Here's what I found was helpful for my own personal understanding. It's a little bit round-a-bout but I think it really helps.
If I put a ball in space and throw it it goes straight:
If I tie it to a mass that's much heavier than it, it'll instead spin in a circle around it.
And the same idea will happen if I connect two rocks of the same mass, and I give one end a push:
This, to me, is THE secret for rolling. If two masses are stuck together, when you push one (in the direction in the image) the second mass is pushed in the opposite direction. Just one tug gets it to rotate forever.
Now we can easily turn this into our "wheel" by just adding more mass. I believe you're going to assume the system will have these special rotation properties if I add more blocks on opposite sides:
Now in fact the only thing that matters, as we've said, is that everything is the same mass and equal distances apart. Well I can in fact just connect all of the masses together, and then they'll be locked in place, forced to have the same behavior. If I do that, then I can end up with something that looks like this:
The key in getting a good intuition is thinking of your wheel as a bunch of rocks glued together. In this case, just by giving a single one of our "rocks" a push, we can get the entire thing to spin forever. We call this a fancy name "angular momentum," and I think often don't explain that it's just what happens to when things are "glued together," like in this example.

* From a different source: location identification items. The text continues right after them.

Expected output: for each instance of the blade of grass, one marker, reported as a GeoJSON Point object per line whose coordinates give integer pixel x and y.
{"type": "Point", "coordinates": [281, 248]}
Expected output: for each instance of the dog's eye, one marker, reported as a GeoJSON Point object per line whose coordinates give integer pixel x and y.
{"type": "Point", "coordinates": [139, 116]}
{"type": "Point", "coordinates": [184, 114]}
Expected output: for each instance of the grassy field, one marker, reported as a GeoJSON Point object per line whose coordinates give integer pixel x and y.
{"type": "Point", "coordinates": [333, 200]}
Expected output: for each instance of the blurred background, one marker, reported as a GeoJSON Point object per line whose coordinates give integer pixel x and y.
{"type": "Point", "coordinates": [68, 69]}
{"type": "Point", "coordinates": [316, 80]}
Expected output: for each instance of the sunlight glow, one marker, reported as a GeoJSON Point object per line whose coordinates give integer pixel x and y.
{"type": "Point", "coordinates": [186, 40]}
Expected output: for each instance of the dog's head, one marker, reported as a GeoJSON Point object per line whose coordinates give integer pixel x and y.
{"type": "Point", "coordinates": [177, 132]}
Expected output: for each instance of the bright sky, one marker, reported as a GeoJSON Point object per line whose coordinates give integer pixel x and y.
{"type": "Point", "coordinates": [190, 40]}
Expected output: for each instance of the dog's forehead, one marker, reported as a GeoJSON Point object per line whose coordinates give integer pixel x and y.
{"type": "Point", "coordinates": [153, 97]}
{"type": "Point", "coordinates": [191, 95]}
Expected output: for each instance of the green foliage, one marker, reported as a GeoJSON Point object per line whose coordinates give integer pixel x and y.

When something obstructs one end of this spinning mass, the rest of still wants to move! So if your spinning mass hits a bump, it will pivot at that stopping point:
In the wheel case, little tiny changes in the shape of the ground are pushing against the masses that are stuck together, and as a result the top half moves while the bottom half doesnt. The advantage here over the previous case is that these little tiny bumps can be made so small that our wheel grips the ground like a gear and uses it to push off of. The losses due to friction with the gear are very small, relative to just pushing a flat rock on the ground (which has the entire surface area of the rock-to-ground contact locked like a gear, shown in Alexander's answer.) In the end, the key is that our masses being locked together allow us to turn linear inertia into "eternal spinning," if we have a very very flat contact with the ground (but some "interlocking" so we can push off of it), then we can efficiently turn this "eternal spinning" back into linear motion more efficiently!
Personally I think the wheel is around us so much it's hard to take a step back and wonder "what's so great about rolling?" But the reality is that it is a pretty "unnatural" and unintuitive thing, at least according to nature. It's easier to evolve legs than it is to evolve wheels. You need very particular conditions to get this effect to work, and I don't think just writing down some friction terms or L = r x p does one of mankind's greatest inventions any justice!